Here’s how it works. If your next property tax installment is due in six months and you’ll owe $3,000, you transfer $500 a month into the property tax savings account to cover that bill. If you’re planning on a vacation in nine months, divide the expected cost by nine and transfer that amount to savings each month.

Estimating some costs can be tricky. You often can use last year’s spending as a guide, or seek out authoritative sources. Edmunds.com’s True Cost to Own feature, for example, can help you estimate repair and maintenance costs for many vehicles. With home repairs, Consumer Reports can help you calculate how long various systems tend to last and how much they cost to replace, which will allow you to save accordingly. Or you can just use the rule of thumb to put aside 1% of your home’s value each year into an account to cover maintenance and repairs.

You may not always guess correctly, but setting aside something throughout the year can help you meet these big expenses as they arise without having to dip into your emergency fund.

You may discover that you can’t set aside enough to cover these less regular expenses and still pay your monthly bills. If that’s the case, you may not be able to afford your current lifestyle and may need to trim some costs.

Q&A: Parents paying a child’s private student loans

Dear Liz: My husband and I are paying my youngest son’s private student loans. My husband is paying two loans and I’m paying three. I have plans to retire next year. Should I tell the lenders after I retire and give my loans to my son to take over?

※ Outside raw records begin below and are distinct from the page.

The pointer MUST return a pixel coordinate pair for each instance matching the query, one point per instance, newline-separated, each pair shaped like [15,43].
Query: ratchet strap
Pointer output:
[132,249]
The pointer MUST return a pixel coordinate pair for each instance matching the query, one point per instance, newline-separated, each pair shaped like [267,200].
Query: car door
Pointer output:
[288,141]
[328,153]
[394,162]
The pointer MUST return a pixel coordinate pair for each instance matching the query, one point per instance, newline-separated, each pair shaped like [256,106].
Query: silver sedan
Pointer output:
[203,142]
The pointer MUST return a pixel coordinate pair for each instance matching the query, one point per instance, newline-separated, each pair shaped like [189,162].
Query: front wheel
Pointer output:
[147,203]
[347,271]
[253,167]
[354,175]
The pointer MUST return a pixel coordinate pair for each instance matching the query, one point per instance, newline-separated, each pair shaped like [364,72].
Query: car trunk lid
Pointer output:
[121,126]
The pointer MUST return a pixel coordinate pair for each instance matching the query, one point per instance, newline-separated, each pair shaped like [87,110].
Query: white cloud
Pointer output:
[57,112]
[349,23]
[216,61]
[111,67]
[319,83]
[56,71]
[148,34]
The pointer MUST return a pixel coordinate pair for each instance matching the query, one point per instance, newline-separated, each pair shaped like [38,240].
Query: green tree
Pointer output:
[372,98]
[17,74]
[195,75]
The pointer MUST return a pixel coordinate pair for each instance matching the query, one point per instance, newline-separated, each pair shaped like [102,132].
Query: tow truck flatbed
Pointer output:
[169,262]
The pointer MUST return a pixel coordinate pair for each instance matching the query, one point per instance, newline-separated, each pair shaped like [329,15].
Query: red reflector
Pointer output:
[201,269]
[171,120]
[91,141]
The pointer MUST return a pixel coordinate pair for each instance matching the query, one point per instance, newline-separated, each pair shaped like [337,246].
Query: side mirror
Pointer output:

Answer: If these are private student loans, then you and your husband probably co-signed them with your son. That means you’re equally responsible for the debt and can’t just walk away without consequence.

Some lenders do release co-signers if the student borrower is creditworthy. The lenders typically don’t volunteer information about this option, so your son would need to request it. The Consumer Financial Protection Bureau has a form letter your son can use to ask for information about the process.

If that doesn’t work, your son may be able to refinance or consolidate the loans with a new lender to get your names off the loans.

All this assumes your son is willing and able to take over this responsibility. If he’s not and you stop paying, your credit scores will suffer and you could face collection actions.

Q&A: The insecurity of bank security questions

Dear Liz: I recently opened an account at a bank that boasted “multi-factor authentication,” but I looked into the claim and it turns out the bank is using passwords plus answers to security questions, such as the name of your first pet, as the “multi-factor authentication.” I expect you know that the real multi-factors are something you know, like a username and password, something you have, like a code that has been sent to your phone or email, and something uniquely inherent to you, like a fingerprint. Clearly, this bank is misrepresenting its “multi-factor authentication.”

Answer: If there was any doubt about how insecure security questions are, it should have been settled with the hack of the IRS’ Get Transcript service. The criminals gained access to 700,000 taxpayer accounts by correctly answering multiple questions with answers supposedly known only to the affected taxpayers. In reality, the answers to many security questions can be purchased from black market databases or simply found by perusing people’s social media accounts.

If your financial institutions are still using security questions to identify you, you should demand to know why. If the institution doesn’t offer at least two-factor authentication (a password plus a code), you should consider putting your money somewhere else.